消費者が買い消費者が使っているものは、全て企業が考え企業がつくり、企業が提供しているものです。社会を幸福に導くのは商品やサービスを提供している企業です。私達一人ひとりの日々の仕事は、集積されたエネルギーとなって、社会にいい影響を与えています。ゆえに、事業の停滞は社会に与えるいい影響を、少なくしてしまっていることに他なりません。伸びるはずの事業でありながら停滞を許してしまっている事業が、どれほど多いことか。優れた力を持ちながら、その力が発揮されないのは、会社にとっても社会にとっても大きな損失です。そうならないためにどうすればいいのでしょうか?。

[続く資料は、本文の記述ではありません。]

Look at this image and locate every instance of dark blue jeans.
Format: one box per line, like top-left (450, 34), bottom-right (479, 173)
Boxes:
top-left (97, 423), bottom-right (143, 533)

事業を発展させていくためには、複数の人間で多様な課題を同時に進めていかなくてはなりません。加えて事業は組織を通じて会社全体の成果をあげる仕事であるため、有機的な連携がとれるに至るまで時間と労力を要します。組織は人の集まりではなく考え方の集まりです。ゆえに、何かが決定してから、その決定内容を通達するのではなく、早い段階でいろいろな人を巻き込んでいくことが必要です。巻き込むこととは「味方になってもらうということ」です。味方になってもらうということは「私の考えを私達の考えにしていくということ」です。